J : « Vous avez échoué à votre CAP. Pourquoi ? »
A : « Je sais pas ».
J : « Et votre compagne, elle travaille ? Elle a le RSA ?... »

5. C’est au tour de l’avocate de la partie civile (les flics) de s’exprimer :

« A. a déclaré (dans le PV de GAV) que les policiers frappaient des personnes de manière arbitraire. Mais les policiers disent que lui menait une foule à les attaquer, incitait les autres à insulter et frapper. Il a été un des plus virulent à l’égard des policiers. Une trentaine d’individus les ont attaqué, dont A. Le policier qui a été blessé avec ITT ne peut pas identifier son agresseur vraiment, celui qui a jeté le projectile ayant entraîné sa blessure au crâne. A. est le meneur et l’auteur de violences sur plusieurs fonctionnaires de police. C’est sûrement lui qui a envoyé le projectile qui a blessé le policier au crâne. »

6. Intervention de la procureure :

« C’est dans l’air du temps. Il y a des manifestations plus festives que d’autres. Même si on peut vouloir exprimer des opinions, certains individus profitent d’événements, des manifestations, pour dégrader, commettre des violences, des outrages et des rébellions.
A. est un des principaux protagonistes. Il avait le bas du visage caché par un keffieh.
Il est de toutes façons co-auteur de ces violences qui sont caractérisées puisqu’il était dans ce groupe. Il est un citoyen. Il a voulu jouer au justicier, il faut qu’il assume.
Il a une haine des policiers.
Il faut respecter l’état de droit. Dans les pays du Maghreb, en Chine, en Corée du Nord, il n’y a pas de droits quand les policiers vous interpellent. J’espère que vous sortirez du tribunal avec une autre image des forces de l’ordre.
Il aurait pu aussi être inculpé d’outrage pour les insultes très violentes qu’il a proféré.
Vu que c’est un primo-délinquant, mais qu’il faut éviter la réitération et changer l’image qu’il a des forces de l’ordre, je requiers 6 mois de prison avec sursis. »

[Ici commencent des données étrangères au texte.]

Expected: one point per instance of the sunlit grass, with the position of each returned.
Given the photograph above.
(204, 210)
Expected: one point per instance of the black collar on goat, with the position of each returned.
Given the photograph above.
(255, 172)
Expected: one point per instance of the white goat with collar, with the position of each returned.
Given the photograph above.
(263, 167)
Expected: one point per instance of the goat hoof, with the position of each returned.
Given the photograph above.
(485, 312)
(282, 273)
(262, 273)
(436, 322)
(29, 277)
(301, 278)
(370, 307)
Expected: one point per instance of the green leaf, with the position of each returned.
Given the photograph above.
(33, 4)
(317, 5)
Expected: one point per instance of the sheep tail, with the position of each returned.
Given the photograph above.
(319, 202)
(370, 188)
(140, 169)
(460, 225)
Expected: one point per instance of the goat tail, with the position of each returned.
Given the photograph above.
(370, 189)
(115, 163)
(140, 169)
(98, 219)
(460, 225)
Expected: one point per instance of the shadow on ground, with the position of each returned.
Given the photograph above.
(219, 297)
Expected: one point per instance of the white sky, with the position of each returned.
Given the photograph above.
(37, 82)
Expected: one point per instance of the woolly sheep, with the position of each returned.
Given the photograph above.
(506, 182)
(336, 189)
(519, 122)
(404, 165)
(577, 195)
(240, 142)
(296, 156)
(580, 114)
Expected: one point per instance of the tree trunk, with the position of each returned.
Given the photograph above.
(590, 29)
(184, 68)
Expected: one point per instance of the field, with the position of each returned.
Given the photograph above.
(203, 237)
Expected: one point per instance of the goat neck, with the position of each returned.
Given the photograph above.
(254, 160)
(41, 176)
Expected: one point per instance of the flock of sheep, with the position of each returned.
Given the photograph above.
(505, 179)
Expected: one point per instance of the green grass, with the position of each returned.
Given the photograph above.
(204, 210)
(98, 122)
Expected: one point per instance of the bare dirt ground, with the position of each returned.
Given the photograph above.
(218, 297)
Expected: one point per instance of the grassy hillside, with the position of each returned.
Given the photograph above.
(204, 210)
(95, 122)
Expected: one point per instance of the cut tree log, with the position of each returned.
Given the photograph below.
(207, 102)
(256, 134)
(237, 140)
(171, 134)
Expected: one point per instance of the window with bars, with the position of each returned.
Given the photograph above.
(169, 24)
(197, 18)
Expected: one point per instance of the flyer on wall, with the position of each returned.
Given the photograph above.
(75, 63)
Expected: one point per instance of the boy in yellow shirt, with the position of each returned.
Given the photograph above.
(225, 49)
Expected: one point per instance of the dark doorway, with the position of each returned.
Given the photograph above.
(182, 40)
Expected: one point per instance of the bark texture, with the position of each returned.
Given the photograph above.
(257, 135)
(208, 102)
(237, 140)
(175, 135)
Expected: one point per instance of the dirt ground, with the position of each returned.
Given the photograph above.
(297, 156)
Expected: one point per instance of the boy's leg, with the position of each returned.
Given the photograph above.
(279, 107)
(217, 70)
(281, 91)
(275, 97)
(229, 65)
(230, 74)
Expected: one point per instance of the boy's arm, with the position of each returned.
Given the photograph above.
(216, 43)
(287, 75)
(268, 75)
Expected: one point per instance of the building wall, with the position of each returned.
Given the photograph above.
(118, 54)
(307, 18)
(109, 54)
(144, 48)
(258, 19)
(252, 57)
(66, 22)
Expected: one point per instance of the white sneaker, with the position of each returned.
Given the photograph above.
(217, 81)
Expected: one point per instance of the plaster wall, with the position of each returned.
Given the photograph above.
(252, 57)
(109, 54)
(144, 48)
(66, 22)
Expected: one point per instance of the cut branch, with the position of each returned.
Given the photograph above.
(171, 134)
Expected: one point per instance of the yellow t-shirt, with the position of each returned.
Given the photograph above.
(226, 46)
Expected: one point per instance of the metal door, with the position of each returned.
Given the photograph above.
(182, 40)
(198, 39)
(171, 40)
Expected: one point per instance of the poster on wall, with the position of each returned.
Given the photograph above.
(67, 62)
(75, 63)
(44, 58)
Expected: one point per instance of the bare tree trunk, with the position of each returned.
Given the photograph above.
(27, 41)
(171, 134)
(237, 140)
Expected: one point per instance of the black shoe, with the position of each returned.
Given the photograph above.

7. L’avocate de A. pour la plaidoirie de défense :

« J’ai senti une grande indignation dans le tribunal.
Il ne faut pas confondre manifestation et cortège de carnaval. Pourquoi serait-il suspect de venir au carnaval de Marseille ? C’est un événement festif et politique important dans notre ville. On la veut attractive...
Ce carnaval est une tradition, une institution. Déjà en 2014, on a interdit d’aller au bout de cette tradition en empêchant de brûler le pantin (caramentran) en fin de carnaval. Plusieurs interpellations et des condamnations lourdes. On a l’impression qu’en fait ce carnaval est attendu par les forces de l’ordre. Et qu’on peut se poser la question d’un état policier quand on voit que les forces de l’ordre sont surreprésentées dans un événement censé être festif. C’est un événement important, subversif, qui permet une critique de notre société.

A. voit des personnes (policiers en civil) rouer de coups des jeunes. Il ne comprend plus les raisons de l’encadrement policier. Il revient dans le cortège pour s’interposer.

Dans les pv on ajoute, puis on abandonne les infractions "incitation à rébellion", "incitation à la violence", "dissimulation de son visage" pendant un carnaval !

On le dit meneur d’un groupe de marginaux qui traînent souvent sur la plaine. Ne pas condamner A. parce qu’on a pas réussi, dans la confusion, à interpeller les 3 individus qu’on voulait interpeller. Ne pas lui mettre tout sur le dos.

Résistance violente ? Il s’est juste accroché à un poteau. C’est une résistance passive.

La rébellion ne doit pas être confondue avec de la violence.

Par rapport aux violences sur le flic avec ITT, aucun élément dans les 36h de GAV, pas de preuves, pas de confrontations. Confusions lors de l’interpellation de A.

Le contexte familial difficile de A. Pas d’antécédents judiciaire. Pas de résistance pendant la GAV. Ce n’est pas le casseur que vous voulez voir. »

Elle demande à ce que la partie civile soit déboutée et la relaxe de A.

8. Après suspension, rendu de la décision par la juge :

Sur les irrégularités, les policiers n’ont rien à se reprocher lors de la GAV.

A. est relaxé pour les violences ayant entraîné une ITT sur un des flics, faute d’éléments.

A. est déclaré - coupable des violences sans ITT sur les autres flics parce qu’il fait parti d’un groupe
- coupable de violences verbales
- coupable de résistance

Il est condamné à 4 mois de prison avec sursis pendant 5 ans et à effectuer un stage de citoyenneté à ses frais.